Clopidogrel appropriate for PCI in liver transplant candidates

Reuters Health Information: Clopidogrel appropriate for PCI in liver transplant candidates

Clopidogrel appropriate for PCI in liver transplant candidates

Last Updated: 2020-01-07

By Reuters Staff

NEW YORK (Reuters Health) - In patients with decompensated cirrhosis undergoing percutaneous coronary intervention (PCI), clopidogrel safely inhibits platelet aggregation, according to a small study of liver-transplant candidates.

"Patients with advanced liver failure are often referred to a cardiologist to evaluate whether their cardiac function could withstand a liver-transplant surgery; however, there is very limited evidence about how best to treat patients in this scenario," said Dr. Cory R. Trankle of Virginia Commonwealth University in Richmond.
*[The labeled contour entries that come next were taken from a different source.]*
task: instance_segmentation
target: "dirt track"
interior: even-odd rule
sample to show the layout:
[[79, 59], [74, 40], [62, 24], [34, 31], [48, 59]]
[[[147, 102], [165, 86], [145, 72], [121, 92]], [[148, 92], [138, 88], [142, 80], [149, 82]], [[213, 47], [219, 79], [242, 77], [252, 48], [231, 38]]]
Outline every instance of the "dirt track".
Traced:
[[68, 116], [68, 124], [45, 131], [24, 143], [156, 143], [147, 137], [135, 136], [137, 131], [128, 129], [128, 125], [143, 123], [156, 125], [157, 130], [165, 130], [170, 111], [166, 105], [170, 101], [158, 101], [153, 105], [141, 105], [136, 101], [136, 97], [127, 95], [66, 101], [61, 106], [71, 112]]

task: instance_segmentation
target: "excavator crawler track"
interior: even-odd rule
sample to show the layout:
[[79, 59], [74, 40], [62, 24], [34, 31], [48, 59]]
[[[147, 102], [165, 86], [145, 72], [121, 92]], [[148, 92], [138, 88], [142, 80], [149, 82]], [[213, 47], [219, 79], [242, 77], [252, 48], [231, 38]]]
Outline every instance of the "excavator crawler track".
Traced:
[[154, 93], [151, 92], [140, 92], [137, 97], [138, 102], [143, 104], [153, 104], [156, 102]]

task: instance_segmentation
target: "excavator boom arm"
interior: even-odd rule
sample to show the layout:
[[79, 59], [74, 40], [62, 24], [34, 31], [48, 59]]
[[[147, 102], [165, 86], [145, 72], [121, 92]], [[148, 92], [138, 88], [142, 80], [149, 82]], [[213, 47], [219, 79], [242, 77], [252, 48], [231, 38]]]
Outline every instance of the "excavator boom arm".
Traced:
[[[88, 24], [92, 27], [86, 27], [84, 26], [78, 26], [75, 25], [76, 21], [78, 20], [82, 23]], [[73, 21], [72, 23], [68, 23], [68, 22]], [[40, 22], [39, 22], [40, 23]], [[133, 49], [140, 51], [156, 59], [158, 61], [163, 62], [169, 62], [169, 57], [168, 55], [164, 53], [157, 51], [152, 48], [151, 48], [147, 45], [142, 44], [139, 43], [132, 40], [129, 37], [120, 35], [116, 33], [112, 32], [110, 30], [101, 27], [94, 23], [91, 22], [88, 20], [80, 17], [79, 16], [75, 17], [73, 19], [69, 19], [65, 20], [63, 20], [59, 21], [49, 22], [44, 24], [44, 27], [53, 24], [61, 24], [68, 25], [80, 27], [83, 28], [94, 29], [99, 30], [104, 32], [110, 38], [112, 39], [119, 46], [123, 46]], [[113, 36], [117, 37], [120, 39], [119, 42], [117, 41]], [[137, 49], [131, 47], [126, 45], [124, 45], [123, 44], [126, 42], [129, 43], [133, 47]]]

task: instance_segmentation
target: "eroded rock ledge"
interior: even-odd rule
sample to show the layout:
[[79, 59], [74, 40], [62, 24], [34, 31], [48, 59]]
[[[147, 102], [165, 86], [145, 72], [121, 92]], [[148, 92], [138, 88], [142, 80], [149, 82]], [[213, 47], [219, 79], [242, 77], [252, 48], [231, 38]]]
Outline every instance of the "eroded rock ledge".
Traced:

In particular, he told Reuters Health by email, "if the patients require a stent in their coronary artery . . . it is unclear whether the liver is able to activate certain medications in order to prevent that stent from thrombosing - which could have devastating consequences."

Dr. Trankle and colleagues studied 11 such patients with a median age of 63 years. Exclusion criteria included antiplatelet or anticoagulant medications other than aspirin and known coagulation abnormality unrelated to cirrhosis.

The patients received PCI and a clopidogrel loading dose of 600 mg orally, followed by maintenance therapy with aspirin 81 mg and clopidogrel 75 mg daily.

The median value of platelet reactivity units significantly decreased from baseline at all time points following clopidogrel load, with most patients responding two hours after the dose, the team reports in JACC: Cardiovascular Interventions.

Over the course of monitoring, there were no bleeding events, stent thrombosis, or acute coronary events during the period of dual antiplatelet therapy.

"Our study tested patients in this setting with a variety of sophisticated platelet assays and found that indeed the medication clopidogrel is working as it should," concluded Dr. Trankle.

"Further studies," he added, "are needed to determine the best strategy for cardiologists in seeing these types of patients, as the prevalence of certain forms of liver failure continues to rise."